In one of the adventures of Arthur Conan Doyle’s character Sherlock Holmes, the great detective was approached by the servant of a nobleman of the Royal family to help discreetly to recover the noble man’s son. The boy was only eight years old, and had disappeared from the boarding school he attended. Holmes agreed to the assignment, and began by interviewing the father, who was haughty and dismissive of Holmes. Before long Sherlock Holmes knew that his hands would be so tied that he couldn’t rescue the boy. Holmes confronted the father, who finally “opened up” and gave Holmes the information that he needed. Together the father and Holmes and Dr. Watson discovered the boy’s location and reached him in time to save his life and return him to his family. The father learned a lesson in life, found a closer relationship to his son, and a new outlook on his own and his family’s lives.

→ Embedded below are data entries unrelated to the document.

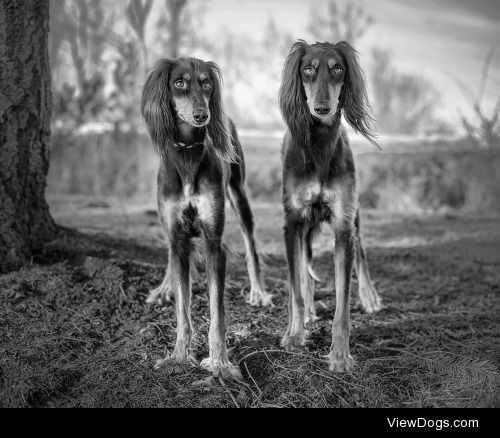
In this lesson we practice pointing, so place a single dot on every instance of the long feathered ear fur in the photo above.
(156, 108)
(357, 110)
(219, 128)
(292, 97)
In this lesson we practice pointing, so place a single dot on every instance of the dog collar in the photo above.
(181, 145)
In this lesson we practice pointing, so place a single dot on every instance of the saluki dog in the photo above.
(200, 159)
(321, 81)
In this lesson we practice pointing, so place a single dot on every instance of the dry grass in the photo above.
(76, 331)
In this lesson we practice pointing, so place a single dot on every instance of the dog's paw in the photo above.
(222, 368)
(176, 365)
(293, 342)
(160, 296)
(340, 361)
(370, 299)
(260, 298)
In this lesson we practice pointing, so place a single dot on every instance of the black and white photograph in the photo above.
(251, 204)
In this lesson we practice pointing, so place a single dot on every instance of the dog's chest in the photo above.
(320, 202)
(190, 206)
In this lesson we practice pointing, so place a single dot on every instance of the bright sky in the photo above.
(439, 39)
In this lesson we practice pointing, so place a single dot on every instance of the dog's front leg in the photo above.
(218, 361)
(181, 284)
(339, 357)
(239, 201)
(296, 334)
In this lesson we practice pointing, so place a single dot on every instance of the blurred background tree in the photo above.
(101, 51)
(342, 21)
(484, 129)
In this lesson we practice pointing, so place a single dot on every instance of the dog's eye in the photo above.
(309, 71)
(180, 84)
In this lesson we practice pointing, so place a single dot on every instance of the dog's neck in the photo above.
(324, 136)
(188, 136)
(185, 154)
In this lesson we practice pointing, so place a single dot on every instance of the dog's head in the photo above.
(318, 81)
(186, 91)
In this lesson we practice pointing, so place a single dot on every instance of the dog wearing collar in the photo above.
(201, 161)
(320, 82)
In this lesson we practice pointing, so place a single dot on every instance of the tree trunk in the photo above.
(25, 112)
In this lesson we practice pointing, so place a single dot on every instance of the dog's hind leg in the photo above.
(239, 201)
(368, 295)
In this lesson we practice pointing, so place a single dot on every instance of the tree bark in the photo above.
(25, 112)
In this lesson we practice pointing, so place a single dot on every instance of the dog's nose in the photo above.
(200, 116)
(322, 110)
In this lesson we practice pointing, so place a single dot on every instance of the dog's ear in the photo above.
(156, 107)
(219, 128)
(292, 97)
(354, 98)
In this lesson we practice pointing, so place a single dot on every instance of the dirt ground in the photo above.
(76, 331)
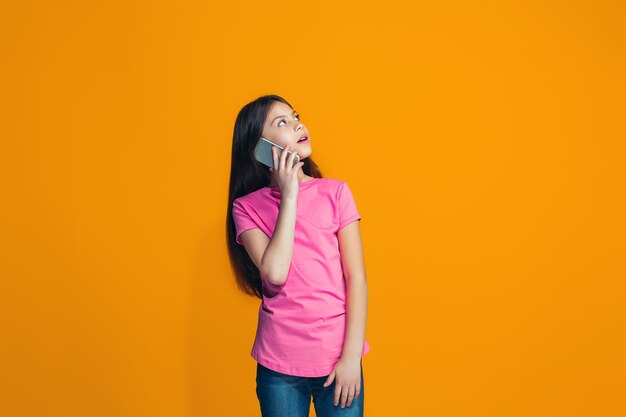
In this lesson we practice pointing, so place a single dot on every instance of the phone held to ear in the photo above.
(263, 152)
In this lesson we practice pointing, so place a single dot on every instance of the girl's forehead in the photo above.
(280, 108)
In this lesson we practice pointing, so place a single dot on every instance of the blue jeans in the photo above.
(282, 395)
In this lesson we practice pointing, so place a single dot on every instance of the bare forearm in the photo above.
(356, 318)
(277, 257)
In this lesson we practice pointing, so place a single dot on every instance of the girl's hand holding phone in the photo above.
(286, 173)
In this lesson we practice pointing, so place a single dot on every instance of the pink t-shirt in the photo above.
(302, 323)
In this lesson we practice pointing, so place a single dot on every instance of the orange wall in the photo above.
(484, 143)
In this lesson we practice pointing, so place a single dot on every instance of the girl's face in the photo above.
(283, 127)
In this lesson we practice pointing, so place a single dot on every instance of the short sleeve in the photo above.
(346, 206)
(242, 220)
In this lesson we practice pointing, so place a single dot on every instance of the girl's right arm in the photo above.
(273, 256)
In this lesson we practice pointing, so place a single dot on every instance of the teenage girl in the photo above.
(294, 242)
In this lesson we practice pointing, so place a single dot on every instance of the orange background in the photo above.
(484, 143)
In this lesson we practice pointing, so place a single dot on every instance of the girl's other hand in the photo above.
(286, 176)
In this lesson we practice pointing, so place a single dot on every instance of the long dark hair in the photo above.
(247, 175)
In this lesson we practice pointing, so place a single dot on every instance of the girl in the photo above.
(294, 242)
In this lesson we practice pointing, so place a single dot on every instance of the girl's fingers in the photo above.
(292, 158)
(283, 156)
(275, 157)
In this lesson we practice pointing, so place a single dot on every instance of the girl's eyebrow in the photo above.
(284, 115)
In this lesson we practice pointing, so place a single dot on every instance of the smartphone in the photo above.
(263, 152)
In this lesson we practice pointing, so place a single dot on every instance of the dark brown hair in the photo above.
(247, 175)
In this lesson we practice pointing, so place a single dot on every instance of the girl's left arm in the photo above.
(351, 250)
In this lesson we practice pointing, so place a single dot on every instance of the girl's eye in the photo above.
(297, 116)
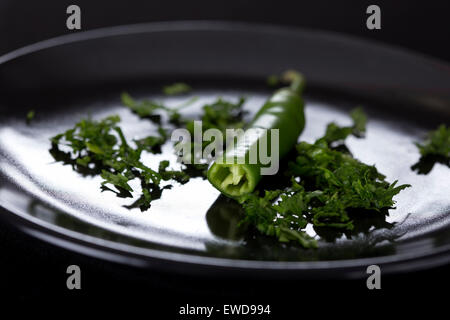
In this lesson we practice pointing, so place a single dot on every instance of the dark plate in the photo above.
(187, 230)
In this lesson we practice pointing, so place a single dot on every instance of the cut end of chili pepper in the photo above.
(233, 180)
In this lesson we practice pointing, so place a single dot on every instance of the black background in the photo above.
(31, 270)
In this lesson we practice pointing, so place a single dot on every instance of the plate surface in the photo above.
(190, 228)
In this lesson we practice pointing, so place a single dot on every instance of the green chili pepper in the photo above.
(282, 111)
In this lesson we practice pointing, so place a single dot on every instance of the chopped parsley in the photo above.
(326, 185)
(100, 148)
(176, 88)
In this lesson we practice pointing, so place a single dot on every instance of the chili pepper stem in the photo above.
(296, 80)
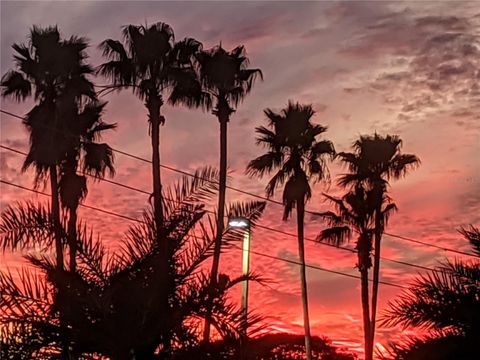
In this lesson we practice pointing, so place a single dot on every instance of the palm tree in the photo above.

When the episode was over the lordly father handed Sherlock a check for his services. “This is a king’s ransom!” remarked Holmes. The father replied, “You gave me more than money could buy. You gave me hope and a future, not just by rescuing my son, but in showing me what is really important. I will always be grateful.” Gratitude itself was actually new to this character, and he faced a brighter future because he had experienced it.
These are all fictional characters, but they echo the truths of the Bible: “For I know the plans I have for you,” says the Lord, “Plans to prosper you and not to harm you, plans for hope and a future.” (Jeremiah 29:11)
A King’s Ransom is the highest price paid for a captive. A King’s Ransom is what Jesus paid when he went to the cross, for he paid his very life, the life that had been given to him by God. His gift is still at work in the world, and it is the opposite of fiction. It is the reality of the unimaginable gift of eternal life to souls who have lived and experienced nothing but terminal life. By Jesus’ resurrection, souls who have been imperfect from birth are extended the very life of their creator. Such free access to a different “reality” is beyond our understanding. Only by the Holy Spirit and Jesus himself can we catch a sense and maybe a view of what it will mean in each of our lives.
To be like Jesus means to know what we don’t know now, and to love more than we love now, and to receive entirely, a love we have only tasted. All of this comes to mind in this season of Lent, and at Easter we know we have been bought with a King’s Ransom.